High Court Judge-President Dunstan Mlambo has been a thorn in President Jacob Zuma's side for the past two weeks, his rulings speaking truth to power in the midst of a volatile political environment.
And Mlambo is keeping true to his word –– in previous interviews he spoke out about the need to root out corruption in various sectors.
Last week, Mlambo ordered National Prosecuting Authority boss Shaun Abrahams to vacate his office. He ruled that Deputy President Cyril Ramaphosa must appoint a new NDPP within 60 days, giving Ramaphosa the responsibility because Zuma was found to be "conflicted".
On Wednesday, he dealt a double blow to Zuma. First, ordering that he pay the costs of his failed bid to block the release of former Public Protector Thuli Madonsela's State Of Capture report from his own pocket. An hour later, the High Court in Pretoria passed another judgment, dismissing Zuma's bid to have the recommendations of the same report set aside.

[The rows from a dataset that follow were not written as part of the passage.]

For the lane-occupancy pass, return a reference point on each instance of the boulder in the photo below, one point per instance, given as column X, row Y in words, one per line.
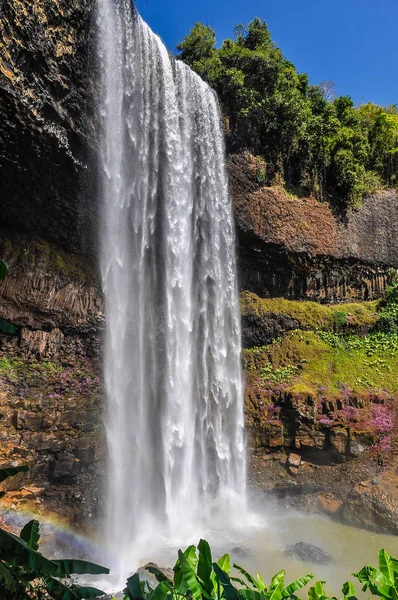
column 309, row 553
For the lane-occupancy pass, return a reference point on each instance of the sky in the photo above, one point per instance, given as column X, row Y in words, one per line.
column 353, row 43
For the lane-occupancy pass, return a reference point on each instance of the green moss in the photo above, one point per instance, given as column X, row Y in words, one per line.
column 22, row 251
column 312, row 315
column 334, row 362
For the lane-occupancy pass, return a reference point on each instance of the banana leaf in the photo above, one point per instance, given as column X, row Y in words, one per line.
column 16, row 552
column 189, row 581
column 230, row 592
column 3, row 269
column 133, row 589
column 296, row 585
column 68, row 567
column 7, row 327
column 205, row 566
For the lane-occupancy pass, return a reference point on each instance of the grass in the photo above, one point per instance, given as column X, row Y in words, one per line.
column 312, row 315
column 315, row 360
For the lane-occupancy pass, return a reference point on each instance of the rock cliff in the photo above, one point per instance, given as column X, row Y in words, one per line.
column 47, row 131
column 297, row 248
column 51, row 392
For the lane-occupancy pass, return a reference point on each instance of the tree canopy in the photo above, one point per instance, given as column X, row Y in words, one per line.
column 326, row 146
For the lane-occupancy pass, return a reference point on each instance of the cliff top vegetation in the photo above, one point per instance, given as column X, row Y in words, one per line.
column 314, row 142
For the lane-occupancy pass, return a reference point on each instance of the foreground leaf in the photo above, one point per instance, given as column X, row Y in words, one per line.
column 3, row 269
column 7, row 578
column 16, row 552
column 133, row 590
column 249, row 577
column 348, row 590
column 68, row 567
column 296, row 585
column 230, row 592
column 189, row 579
column 30, row 534
column 163, row 590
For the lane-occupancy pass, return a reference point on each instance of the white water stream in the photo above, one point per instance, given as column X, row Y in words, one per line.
column 174, row 422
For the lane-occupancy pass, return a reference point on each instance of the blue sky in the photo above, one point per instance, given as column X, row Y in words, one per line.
column 353, row 43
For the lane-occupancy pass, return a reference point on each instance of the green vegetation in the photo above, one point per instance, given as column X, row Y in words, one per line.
column 323, row 359
column 308, row 138
column 388, row 320
column 328, row 352
column 312, row 315
column 5, row 326
column 197, row 577
column 26, row 573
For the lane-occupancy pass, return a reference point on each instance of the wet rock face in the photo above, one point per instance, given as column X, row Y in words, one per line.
column 47, row 124
column 51, row 393
column 309, row 553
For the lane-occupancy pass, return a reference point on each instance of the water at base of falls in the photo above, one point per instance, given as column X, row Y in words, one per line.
column 174, row 422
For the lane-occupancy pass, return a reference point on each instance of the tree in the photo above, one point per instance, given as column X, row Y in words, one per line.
column 198, row 45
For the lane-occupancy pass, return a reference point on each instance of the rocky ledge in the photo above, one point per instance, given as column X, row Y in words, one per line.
column 51, row 394
column 297, row 248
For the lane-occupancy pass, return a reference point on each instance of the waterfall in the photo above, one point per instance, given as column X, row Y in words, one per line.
column 174, row 420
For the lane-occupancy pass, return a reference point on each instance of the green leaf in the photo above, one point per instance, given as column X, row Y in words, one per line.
column 261, row 585
column 68, row 567
column 11, row 471
column 249, row 577
column 189, row 579
column 296, row 585
column 133, row 589
column 7, row 328
column 163, row 590
column 205, row 566
column 276, row 591
column 16, row 552
column 277, row 580
column 386, row 565
column 7, row 578
column 230, row 592
column 3, row 269
column 348, row 590
column 190, row 555
column 240, row 581
column 30, row 534
column 225, row 563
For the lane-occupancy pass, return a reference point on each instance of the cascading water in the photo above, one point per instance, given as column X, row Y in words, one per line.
column 172, row 364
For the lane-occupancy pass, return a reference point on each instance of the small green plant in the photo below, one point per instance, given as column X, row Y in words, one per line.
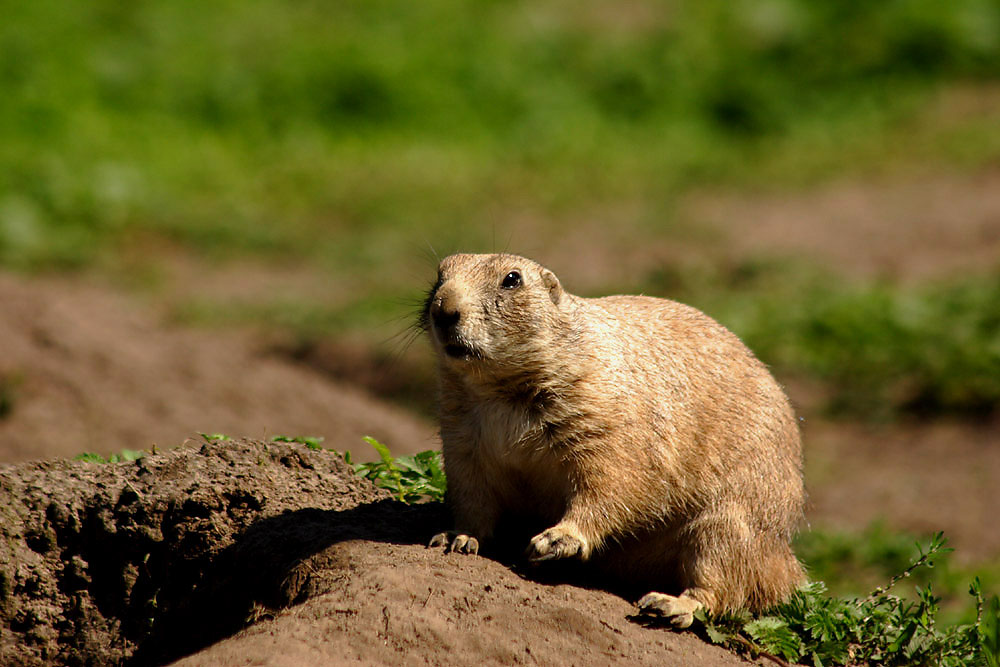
column 124, row 455
column 409, row 478
column 214, row 437
column 881, row 628
column 310, row 441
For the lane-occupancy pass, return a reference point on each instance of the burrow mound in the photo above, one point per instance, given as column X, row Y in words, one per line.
column 277, row 554
column 146, row 561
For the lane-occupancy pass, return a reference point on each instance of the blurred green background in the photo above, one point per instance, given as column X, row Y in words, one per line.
column 351, row 137
column 335, row 148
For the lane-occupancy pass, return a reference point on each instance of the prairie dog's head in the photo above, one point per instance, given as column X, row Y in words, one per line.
column 491, row 310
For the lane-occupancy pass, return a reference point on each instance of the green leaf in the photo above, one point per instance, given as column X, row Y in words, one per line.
column 989, row 632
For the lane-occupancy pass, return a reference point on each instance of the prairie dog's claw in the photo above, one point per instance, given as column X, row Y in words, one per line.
column 454, row 541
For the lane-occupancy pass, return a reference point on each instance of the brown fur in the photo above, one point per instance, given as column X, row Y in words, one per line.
column 643, row 432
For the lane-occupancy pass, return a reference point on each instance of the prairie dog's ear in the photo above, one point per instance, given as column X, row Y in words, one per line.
column 552, row 285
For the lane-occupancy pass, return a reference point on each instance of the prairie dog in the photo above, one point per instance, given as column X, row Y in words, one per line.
column 643, row 433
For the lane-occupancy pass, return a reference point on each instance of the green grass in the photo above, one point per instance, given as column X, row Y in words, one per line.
column 346, row 135
column 813, row 627
column 409, row 478
column 123, row 456
column 880, row 350
column 880, row 628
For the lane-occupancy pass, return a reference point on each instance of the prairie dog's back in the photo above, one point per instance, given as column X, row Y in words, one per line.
column 623, row 420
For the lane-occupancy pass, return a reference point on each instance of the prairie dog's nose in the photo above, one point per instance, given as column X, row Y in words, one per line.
column 444, row 318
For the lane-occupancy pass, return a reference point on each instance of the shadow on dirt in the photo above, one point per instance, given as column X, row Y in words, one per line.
column 278, row 562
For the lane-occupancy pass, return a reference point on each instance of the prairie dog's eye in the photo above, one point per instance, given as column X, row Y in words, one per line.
column 512, row 280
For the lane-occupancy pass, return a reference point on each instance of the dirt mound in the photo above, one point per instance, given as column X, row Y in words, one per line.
column 148, row 561
column 85, row 369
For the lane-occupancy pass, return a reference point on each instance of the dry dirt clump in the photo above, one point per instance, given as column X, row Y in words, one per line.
column 148, row 560
column 246, row 552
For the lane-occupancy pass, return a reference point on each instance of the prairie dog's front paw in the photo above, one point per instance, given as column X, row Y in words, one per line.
column 559, row 541
column 677, row 610
column 455, row 541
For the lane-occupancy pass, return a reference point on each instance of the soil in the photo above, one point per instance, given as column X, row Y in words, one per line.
column 251, row 552
column 86, row 369
column 150, row 561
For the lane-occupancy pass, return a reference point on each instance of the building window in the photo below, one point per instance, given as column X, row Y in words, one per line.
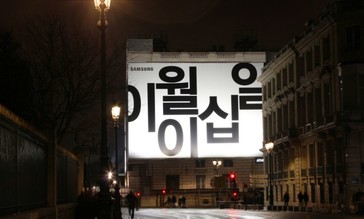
column 200, row 164
column 353, row 38
column 228, row 163
column 200, row 181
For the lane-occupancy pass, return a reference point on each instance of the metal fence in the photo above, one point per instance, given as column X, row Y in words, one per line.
column 24, row 168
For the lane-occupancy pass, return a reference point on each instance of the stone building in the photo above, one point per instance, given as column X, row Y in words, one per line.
column 313, row 112
column 192, row 177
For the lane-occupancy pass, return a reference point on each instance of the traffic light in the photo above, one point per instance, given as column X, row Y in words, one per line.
column 232, row 176
column 235, row 194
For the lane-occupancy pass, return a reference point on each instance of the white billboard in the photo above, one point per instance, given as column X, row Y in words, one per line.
column 194, row 110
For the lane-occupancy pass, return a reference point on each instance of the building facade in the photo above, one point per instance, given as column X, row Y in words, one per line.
column 313, row 112
column 199, row 179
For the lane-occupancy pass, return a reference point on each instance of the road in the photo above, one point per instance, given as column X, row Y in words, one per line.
column 193, row 213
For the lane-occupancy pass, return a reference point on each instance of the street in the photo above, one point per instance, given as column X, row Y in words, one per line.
column 194, row 213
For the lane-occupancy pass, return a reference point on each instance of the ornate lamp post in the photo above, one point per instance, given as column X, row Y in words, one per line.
column 104, row 205
column 115, row 113
column 269, row 147
column 217, row 164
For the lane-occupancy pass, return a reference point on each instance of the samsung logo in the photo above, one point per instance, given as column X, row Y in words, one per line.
column 141, row 68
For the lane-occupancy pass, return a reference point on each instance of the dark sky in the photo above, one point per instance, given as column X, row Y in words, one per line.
column 194, row 24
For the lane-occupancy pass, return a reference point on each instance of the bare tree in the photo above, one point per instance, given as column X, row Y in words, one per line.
column 66, row 80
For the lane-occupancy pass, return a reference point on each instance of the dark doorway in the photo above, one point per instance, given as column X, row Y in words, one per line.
column 172, row 182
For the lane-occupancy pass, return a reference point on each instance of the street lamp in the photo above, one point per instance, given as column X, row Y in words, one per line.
column 217, row 164
column 104, row 196
column 115, row 113
column 269, row 147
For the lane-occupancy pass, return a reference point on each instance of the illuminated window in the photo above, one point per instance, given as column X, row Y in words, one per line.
column 200, row 181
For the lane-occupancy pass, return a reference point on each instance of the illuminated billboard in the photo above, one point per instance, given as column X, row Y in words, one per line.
column 194, row 110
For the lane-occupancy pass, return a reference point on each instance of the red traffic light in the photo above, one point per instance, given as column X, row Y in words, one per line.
column 232, row 176
column 235, row 193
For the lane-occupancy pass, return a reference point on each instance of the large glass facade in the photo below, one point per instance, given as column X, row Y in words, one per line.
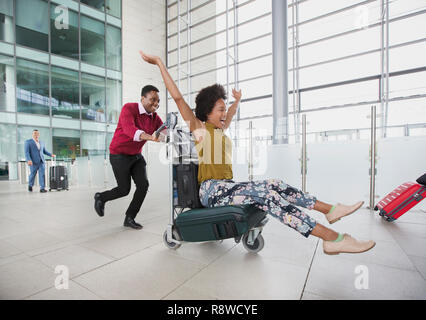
column 32, row 24
column 64, row 32
column 7, row 150
column 113, row 43
column 66, row 143
column 337, row 61
column 65, row 93
column 32, row 87
column 60, row 72
column 113, row 100
column 92, row 98
column 92, row 41
column 26, row 132
column 7, row 83
column 6, row 20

Mlambo said Zuma was "ill-advised and reckless" and must now appoint a commission of inquiry into state capture within 30 days, with the judge presiding over the probe to be appointed by Chief Justice Mogoeng Mogoeng.
But who exactly is Dunstan Mlambo?
Mlambo was born in Bushbuckridge, Mpumalanga. He studied law and in 1984, after completing his degree, he took a job as a legal adviser.
He rose to associate partner within five years of starting at Bowman Gilfillan Attorneys, and thereafter spent three years as a Labour Court judge and five years in both the South Gauteng High Court and the Supreme Court of Appeal.
He also spent a decade as chairperson of Legal Aid SA.
In 2012, he was promoted to the his current post –– the judge-president of the North and South Gauteng High Courts –– taking over from Bernard Ngoepe.
In an interview with News24 in 2012, he described himself as a "new-generation" judge.
"I've always maintained I'm a new-generation judge. I do not shy away from dirtying my hands in my judicial work," he said.
IOL quoted Mlambo last year as saying there was a need for close collaboration in rooting out corruption.
He was speaking at the Africa Uniting Against Crime anti-corruption training sessions initiated by the African Prosecutors Association (APA), and in his speech he warned that corruption had also made its way into courts.